Sherry Thomas, His at Night. 8/10 stars - angsty, but not as heartrending as her first two books (Private Arrangements and, um, the one about the chef? Delicious?). Her writing is so, so good that even though the plot felt a bit contrived at times, I loved it. Does she publish her grocery lists? I'd buy them.
Joanna Bourne, Forbidden Rose. 9/10 stars - spies and French Revolution and ... I was about to give some huge spoilers, but I won't. And her writing is every bit as good as ever, though I didn't get as strong a feel as I did in her first book of the cadence of French in the dialogue. Ditto on the grocery lists.
Lisa Kleypas, Married by Morning. 7/10 stars - A fairly typical Kleypas, by which I mean quite good, but no drooling.

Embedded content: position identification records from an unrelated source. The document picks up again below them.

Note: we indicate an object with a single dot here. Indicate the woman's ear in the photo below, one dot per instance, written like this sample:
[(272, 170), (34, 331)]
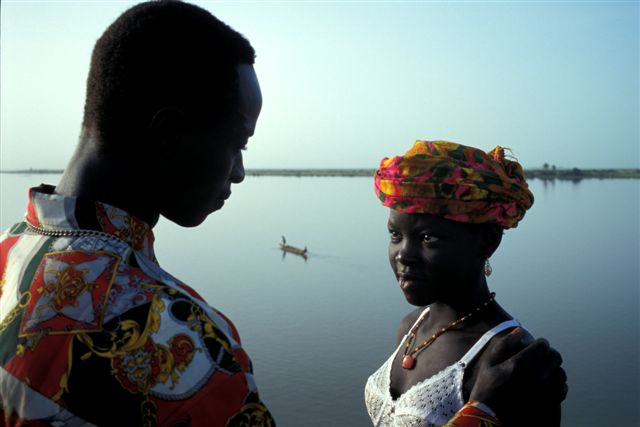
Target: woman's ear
[(491, 238)]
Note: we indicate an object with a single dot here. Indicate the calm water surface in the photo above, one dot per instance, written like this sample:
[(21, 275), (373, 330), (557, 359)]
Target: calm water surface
[(317, 329)]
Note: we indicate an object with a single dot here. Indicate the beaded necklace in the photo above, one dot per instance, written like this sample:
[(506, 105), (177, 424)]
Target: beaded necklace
[(409, 360)]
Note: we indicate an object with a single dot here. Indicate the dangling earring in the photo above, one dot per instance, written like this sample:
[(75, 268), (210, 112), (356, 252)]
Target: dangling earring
[(487, 268)]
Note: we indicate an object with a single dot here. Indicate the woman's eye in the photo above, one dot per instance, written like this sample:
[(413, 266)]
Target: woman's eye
[(428, 238)]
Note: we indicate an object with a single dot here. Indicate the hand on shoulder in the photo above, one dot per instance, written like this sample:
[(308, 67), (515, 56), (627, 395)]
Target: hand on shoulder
[(519, 375)]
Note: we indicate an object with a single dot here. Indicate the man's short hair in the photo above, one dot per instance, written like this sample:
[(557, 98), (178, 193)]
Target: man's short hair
[(160, 54)]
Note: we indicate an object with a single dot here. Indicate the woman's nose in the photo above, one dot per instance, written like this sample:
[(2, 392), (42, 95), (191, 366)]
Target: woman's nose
[(237, 171), (406, 253)]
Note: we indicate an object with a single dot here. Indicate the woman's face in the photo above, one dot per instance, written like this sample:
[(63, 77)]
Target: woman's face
[(435, 259)]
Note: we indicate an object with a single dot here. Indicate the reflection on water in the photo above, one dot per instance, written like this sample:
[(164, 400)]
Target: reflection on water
[(317, 329)]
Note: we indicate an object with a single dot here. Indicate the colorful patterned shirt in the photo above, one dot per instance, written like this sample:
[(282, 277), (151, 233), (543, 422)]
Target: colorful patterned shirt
[(94, 332)]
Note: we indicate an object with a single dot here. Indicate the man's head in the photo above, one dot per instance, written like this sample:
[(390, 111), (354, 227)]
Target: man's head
[(156, 55), (173, 88)]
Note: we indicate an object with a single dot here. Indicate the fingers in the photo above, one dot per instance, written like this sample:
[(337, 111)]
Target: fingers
[(503, 347)]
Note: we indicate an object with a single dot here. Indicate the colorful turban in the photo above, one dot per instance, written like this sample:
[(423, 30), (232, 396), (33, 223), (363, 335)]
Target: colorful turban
[(455, 182)]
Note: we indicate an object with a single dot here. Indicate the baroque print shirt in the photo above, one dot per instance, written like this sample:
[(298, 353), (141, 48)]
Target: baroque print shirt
[(94, 332)]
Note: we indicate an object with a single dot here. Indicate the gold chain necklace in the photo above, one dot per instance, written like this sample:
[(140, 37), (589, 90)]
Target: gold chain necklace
[(53, 232), (408, 359)]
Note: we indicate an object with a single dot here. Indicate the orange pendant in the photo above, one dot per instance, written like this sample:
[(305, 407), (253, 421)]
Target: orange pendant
[(408, 362)]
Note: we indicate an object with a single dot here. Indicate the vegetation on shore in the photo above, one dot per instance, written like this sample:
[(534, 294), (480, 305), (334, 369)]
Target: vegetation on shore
[(544, 173)]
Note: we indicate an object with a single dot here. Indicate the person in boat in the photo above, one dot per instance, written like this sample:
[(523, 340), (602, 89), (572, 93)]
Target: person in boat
[(449, 205)]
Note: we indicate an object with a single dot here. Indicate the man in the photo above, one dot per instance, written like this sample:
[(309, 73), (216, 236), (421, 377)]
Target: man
[(92, 330)]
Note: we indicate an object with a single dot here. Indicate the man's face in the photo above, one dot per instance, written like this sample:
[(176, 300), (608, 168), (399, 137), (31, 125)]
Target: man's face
[(208, 158)]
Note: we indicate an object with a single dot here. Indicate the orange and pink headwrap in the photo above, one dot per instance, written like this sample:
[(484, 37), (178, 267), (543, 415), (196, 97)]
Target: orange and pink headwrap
[(455, 182)]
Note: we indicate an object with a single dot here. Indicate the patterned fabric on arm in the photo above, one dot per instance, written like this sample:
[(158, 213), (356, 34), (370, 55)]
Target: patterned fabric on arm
[(87, 312)]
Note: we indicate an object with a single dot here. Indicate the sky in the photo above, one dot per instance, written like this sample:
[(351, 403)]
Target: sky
[(347, 83)]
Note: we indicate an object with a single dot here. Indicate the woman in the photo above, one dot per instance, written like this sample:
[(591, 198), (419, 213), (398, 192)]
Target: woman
[(449, 206)]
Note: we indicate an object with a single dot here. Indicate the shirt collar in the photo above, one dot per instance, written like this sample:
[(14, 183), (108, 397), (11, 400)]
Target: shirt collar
[(52, 211)]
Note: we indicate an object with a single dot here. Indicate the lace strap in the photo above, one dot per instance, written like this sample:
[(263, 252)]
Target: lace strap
[(484, 339)]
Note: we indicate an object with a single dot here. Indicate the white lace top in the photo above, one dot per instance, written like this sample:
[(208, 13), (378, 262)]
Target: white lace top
[(429, 403)]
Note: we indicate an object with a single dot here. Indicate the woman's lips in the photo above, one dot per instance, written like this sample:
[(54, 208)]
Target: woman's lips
[(410, 282)]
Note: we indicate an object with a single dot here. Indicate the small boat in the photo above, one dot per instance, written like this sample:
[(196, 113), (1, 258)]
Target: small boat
[(292, 249)]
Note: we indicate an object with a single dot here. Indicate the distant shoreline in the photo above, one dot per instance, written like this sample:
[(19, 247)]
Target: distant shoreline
[(572, 174)]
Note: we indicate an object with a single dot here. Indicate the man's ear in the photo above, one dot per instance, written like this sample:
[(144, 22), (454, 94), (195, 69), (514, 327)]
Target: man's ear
[(165, 128)]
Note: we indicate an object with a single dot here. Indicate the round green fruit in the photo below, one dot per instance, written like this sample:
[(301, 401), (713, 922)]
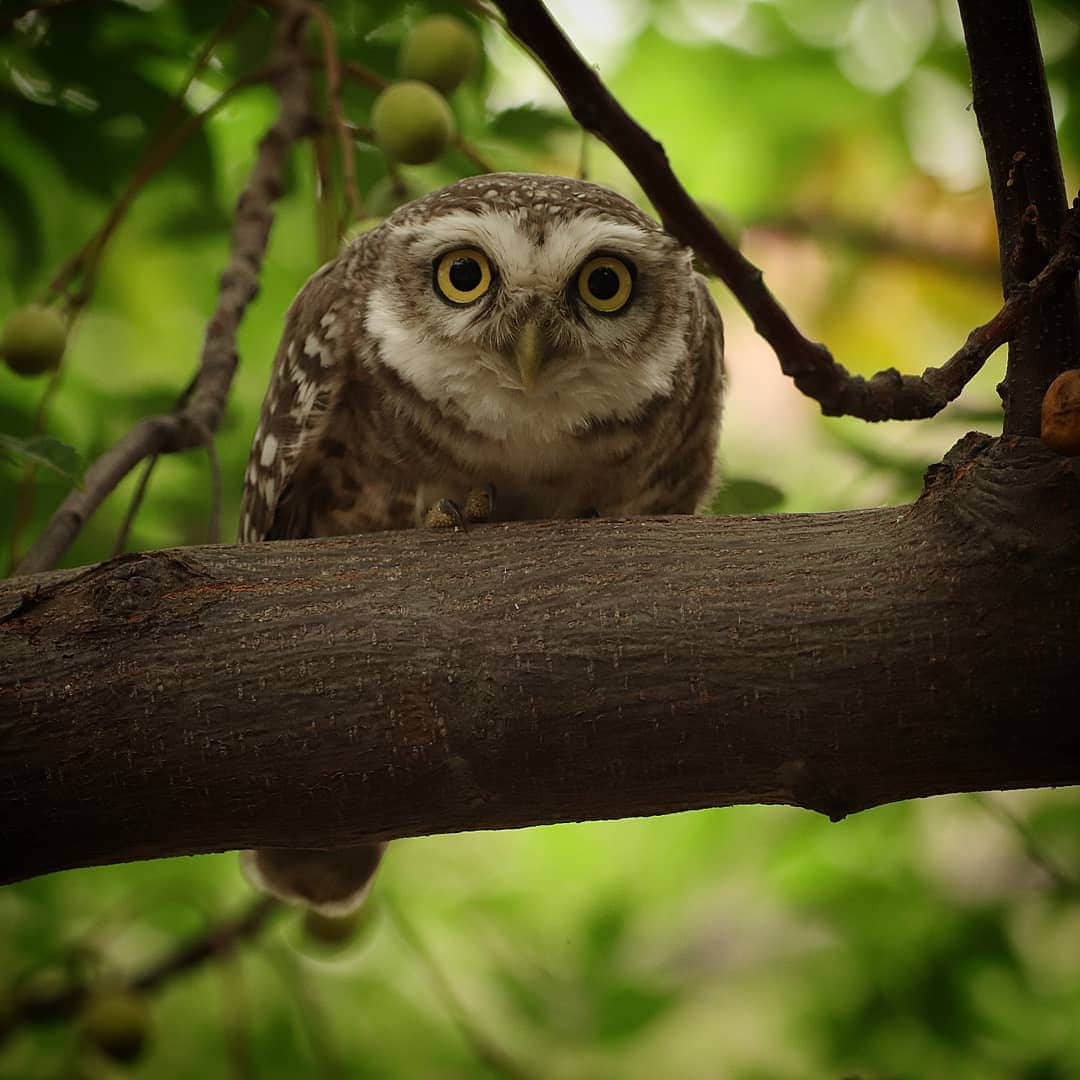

And then there was a an anthology with stories from Catherine Anderson, Loretta Chase, and Samantha James.... Whose description I should have read more carefully because these were old novellas, reprinted. I had read the Anderson and Chase ones and hadn't even liked the Anderson one, so skipped it this time. And the James one was a bit meh. So that was a waste of six or seven bucks, ya know?
Next up, Indigo Blue, which is a Catherine Anderson re-issue, then, um, what else do I have? A couple of Guhrke from the library because she writes late-19th century London which is what I am trying to do, and, uh, well, I have 20+ books out of the library to be honest.